For the first time in almost a year, the West County EMS and Fire Protection District Board of Directors is back at full strength.
The board achieved that status at its April 20 meeting when David Cobb and Matt Miller took the oath of office, joining Robert Levine on the three-member governing body. Charles Billings, West County’s legal counsel, administered the oath in front of a small group of West County personnel and other onlookers.
Both Cobb and Miller ran for the two seats up for election in voting this month and, because they faced no opposition, the board opted not to go to the expense of having their names placed on the ballot. After the April 7 election, both men were certified as the winners.
West County had been operating with just two directors since last June when then-chairman Richard “Rick” Rognan unexpectedly resigned after serving 15 years on the board. The law permits a fire district board to appoint someone to fill a vacancy but also says the two directors making such an appointment must be elected.
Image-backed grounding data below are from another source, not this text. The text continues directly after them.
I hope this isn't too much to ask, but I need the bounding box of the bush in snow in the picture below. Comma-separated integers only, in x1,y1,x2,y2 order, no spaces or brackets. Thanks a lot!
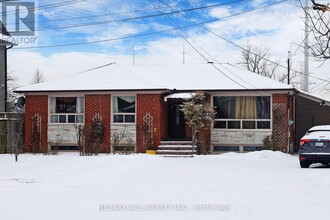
180,92,216,155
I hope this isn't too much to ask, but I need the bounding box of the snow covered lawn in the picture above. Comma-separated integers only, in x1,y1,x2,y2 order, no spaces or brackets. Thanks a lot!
1,151,329,220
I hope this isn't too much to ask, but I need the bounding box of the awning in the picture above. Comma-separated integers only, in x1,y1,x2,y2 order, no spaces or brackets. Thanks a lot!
164,93,195,102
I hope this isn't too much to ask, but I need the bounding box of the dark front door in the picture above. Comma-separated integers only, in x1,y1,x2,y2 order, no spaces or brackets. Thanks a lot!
168,102,186,139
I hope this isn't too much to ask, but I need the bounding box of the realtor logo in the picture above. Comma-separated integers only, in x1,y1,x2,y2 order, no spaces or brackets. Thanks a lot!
1,1,35,36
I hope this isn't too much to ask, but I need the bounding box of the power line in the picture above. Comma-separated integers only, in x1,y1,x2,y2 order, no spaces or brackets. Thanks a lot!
34,0,243,31
289,4,323,60
4,0,229,26
158,0,330,87
1,0,87,15
151,0,256,90
155,0,265,90
13,1,286,49
170,0,330,82
3,1,242,30
77,62,116,74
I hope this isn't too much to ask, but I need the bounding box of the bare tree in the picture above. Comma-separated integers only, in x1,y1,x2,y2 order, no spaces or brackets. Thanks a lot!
240,44,281,79
303,0,330,61
7,71,19,112
31,69,45,84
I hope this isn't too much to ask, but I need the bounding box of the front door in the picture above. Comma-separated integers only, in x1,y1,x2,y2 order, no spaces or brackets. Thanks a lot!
167,102,186,139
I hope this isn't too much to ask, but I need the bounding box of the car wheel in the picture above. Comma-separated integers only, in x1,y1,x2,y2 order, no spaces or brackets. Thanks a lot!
300,160,310,168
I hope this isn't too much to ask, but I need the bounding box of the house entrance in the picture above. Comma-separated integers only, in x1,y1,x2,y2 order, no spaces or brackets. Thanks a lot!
167,102,186,140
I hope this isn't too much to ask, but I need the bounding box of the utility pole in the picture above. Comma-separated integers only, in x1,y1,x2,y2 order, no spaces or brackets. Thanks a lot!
303,0,309,92
287,51,291,85
179,44,187,64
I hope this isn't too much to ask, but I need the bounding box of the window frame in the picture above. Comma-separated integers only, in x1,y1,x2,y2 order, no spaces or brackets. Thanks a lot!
111,95,136,124
212,95,272,131
49,96,85,124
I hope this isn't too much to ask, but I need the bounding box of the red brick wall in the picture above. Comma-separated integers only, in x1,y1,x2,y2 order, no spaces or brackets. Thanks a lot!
136,94,163,153
185,126,192,140
272,93,289,152
200,94,211,152
160,101,167,140
288,96,294,152
24,95,48,153
85,94,111,153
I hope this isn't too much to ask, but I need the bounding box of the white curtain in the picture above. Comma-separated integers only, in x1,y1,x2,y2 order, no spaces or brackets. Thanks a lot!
235,96,257,119
113,96,119,113
76,97,84,113
50,97,56,113
113,96,135,113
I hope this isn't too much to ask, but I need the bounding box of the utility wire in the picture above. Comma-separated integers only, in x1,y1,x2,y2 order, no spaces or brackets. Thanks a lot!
34,0,243,31
159,0,330,83
154,1,272,90
289,8,323,60
1,0,87,15
77,62,116,74
151,0,257,90
13,1,287,49
158,0,330,88
5,0,241,26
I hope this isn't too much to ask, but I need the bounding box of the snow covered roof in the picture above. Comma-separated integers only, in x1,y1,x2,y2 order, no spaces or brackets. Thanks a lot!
15,63,294,93
296,89,330,106
0,38,15,46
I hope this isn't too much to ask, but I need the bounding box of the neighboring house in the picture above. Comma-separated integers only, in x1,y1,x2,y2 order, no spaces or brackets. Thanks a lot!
294,91,330,152
0,21,15,112
15,63,297,154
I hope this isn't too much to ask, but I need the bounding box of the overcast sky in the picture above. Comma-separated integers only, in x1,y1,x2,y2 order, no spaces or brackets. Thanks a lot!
2,0,330,98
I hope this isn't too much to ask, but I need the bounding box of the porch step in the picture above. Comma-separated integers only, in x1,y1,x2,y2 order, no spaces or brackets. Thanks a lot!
156,145,196,156
159,155,194,158
160,141,192,145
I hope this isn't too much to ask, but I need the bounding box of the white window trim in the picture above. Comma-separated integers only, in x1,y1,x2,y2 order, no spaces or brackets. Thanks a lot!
48,95,85,124
111,94,137,125
211,94,273,131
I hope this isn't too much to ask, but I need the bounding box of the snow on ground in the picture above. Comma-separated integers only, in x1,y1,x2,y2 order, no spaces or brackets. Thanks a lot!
0,151,329,220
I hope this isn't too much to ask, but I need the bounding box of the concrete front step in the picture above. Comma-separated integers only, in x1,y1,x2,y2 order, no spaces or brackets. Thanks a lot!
156,145,196,155
160,141,192,145
156,150,195,155
157,145,196,151
158,155,194,158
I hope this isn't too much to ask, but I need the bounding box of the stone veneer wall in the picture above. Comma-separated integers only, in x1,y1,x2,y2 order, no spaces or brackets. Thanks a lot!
110,124,137,151
48,124,78,148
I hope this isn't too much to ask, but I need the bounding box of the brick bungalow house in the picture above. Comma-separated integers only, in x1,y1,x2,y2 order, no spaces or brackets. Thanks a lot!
15,63,296,154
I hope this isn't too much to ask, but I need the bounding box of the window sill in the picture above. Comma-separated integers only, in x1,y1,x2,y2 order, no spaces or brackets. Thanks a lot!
48,123,84,125
111,122,136,125
212,128,272,131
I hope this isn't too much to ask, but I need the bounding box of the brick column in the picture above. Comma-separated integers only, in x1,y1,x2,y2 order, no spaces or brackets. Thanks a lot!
137,94,163,153
24,95,48,153
199,94,211,153
85,94,111,153
272,93,289,152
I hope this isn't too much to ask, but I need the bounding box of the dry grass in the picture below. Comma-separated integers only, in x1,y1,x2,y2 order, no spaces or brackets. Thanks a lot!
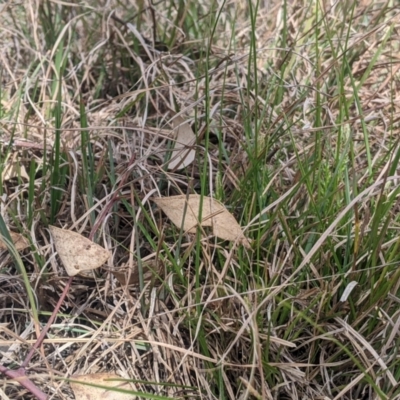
1,0,400,399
Cobb was appointed by the board in 2013 to fill the position formerly held by Miller who had resigned when he took a new job as principal of Wren Hollow Elementary School in the Parkway School District.
As a result, the remaining alternatives were to ask the Circuit Court to make an appointment or operate with a two-member board until the next election. Cobb and Levine opted for the latter, with Cobb taking over as chairman and Levine serving as both secretary and treasurer.
When the filing period for the April 7 election opened several months ago, Miller submitted his candidacy for the four years remaining on Rognan’s term while Cobb sought election to his first six-year term.
In the board reorganization that followed the swearing in, Cobb was re-elected chairman while Levine and Miller were named secretary and treasurer, respectively.
In other action resulting from the election earlier this month, the board officially received certification of the passage of Proposition F, which asked voter approval to raise the district’s operating fund tax levy by 30 cents per $100 assessed valuation. The measure passed with some 52.7 percent of the ballots cast in favor of it.